A week after splashing down in the Pacific Ocean and breaking the record for the furthest distance humans have ever traveled from Earth, Artemis II commander Reed Wiseman sought a Navy chaplain. He had never met that man before. When the priest came in and Wiseman saw the cross on his collar, he cried.
“I’m not really a religious person,” Wiseman said publicly, “but there was no other way for me to explain anything or experience anything.”
The view of the earth that language could not capture
The Artemis II mission, piloted by Wiseman, pilot Victor Glover, and mission specialists Christina Koch and Jeremy Hansen, took its four astronauts further from Earth than any humans before them. What he saw on the way is beyond easy description.
Seeing the Sun eclipsed by the Moon, Wiseman remarked to Glover midway through his mission, “I don’t think humanity has evolved to the extent of being able to understand what we are seeing now.” Jeremy Hansen, a mission specialist, revealed that he was constantly returning to the windows because he had the feeling that he was very small within the vastness of the galaxy.

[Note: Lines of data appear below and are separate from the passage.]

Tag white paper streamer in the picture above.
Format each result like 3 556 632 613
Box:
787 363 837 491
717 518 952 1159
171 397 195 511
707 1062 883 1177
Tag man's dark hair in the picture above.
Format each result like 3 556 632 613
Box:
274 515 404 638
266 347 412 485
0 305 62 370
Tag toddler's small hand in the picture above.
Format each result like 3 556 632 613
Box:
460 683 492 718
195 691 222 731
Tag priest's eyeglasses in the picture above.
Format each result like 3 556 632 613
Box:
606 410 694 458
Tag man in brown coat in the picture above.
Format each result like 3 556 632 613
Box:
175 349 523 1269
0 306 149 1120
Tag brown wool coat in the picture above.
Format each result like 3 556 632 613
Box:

They were also able to see the Earth setting behind the Moon, which humans had never had the pleasure of seeing before.
It has a label: Observation Effect. The term refers to a documented change in cognition experienced by astronauts when observing Earth from space, and is characterized by immediate awe, a feeling of oneness with everything and everyone, and a deep awareness of how fragile the Earth is.
Apollo 14 astronaut Edgar Mitchell, who became the sixth Moon astronaut, described his experience after his 1971 mission with the statement, “You develop an instant global consciousness, an orientation to people, an intense dissatisfaction with the state of the world and a compulsion to do something about it.” Artemis II crew members currently use the same words as those they found.

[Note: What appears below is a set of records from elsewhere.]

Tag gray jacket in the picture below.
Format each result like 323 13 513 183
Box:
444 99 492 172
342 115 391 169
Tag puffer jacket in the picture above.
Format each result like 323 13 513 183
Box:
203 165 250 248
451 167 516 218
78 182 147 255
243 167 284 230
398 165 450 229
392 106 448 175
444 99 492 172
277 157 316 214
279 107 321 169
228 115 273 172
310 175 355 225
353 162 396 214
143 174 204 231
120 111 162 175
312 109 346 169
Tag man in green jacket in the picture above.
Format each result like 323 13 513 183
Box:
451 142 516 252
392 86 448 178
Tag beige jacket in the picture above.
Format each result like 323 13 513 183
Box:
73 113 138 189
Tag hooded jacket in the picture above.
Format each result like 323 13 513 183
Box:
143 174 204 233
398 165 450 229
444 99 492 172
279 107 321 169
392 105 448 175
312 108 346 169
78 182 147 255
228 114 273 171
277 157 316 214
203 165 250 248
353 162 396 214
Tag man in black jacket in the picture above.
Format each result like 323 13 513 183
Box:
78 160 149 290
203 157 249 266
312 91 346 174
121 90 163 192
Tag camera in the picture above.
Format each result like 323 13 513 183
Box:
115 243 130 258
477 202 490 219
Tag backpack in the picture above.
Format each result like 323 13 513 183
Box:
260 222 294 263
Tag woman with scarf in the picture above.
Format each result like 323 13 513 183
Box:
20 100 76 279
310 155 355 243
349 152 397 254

However, this is not the only adjustment. According to Christina Koch, in the first few days after landing her body was still not ready to accept the presence of gravity. “Every time I woke up I felt like I was floating,” Koch said. “I really thought I was floating and I had to convince myself I wasn’t.” Coach threw a shirt away, expecting it to float into the air, but he was surprised when it fell to the ground.
All that aside, the astronauts are apparently sleeping well. The tests the crew conducted immediately after landing gave them little opportunity to reflect on their experience. “We haven’t had that decompression,” Wiseman admitted. “We don’t have that time to think.”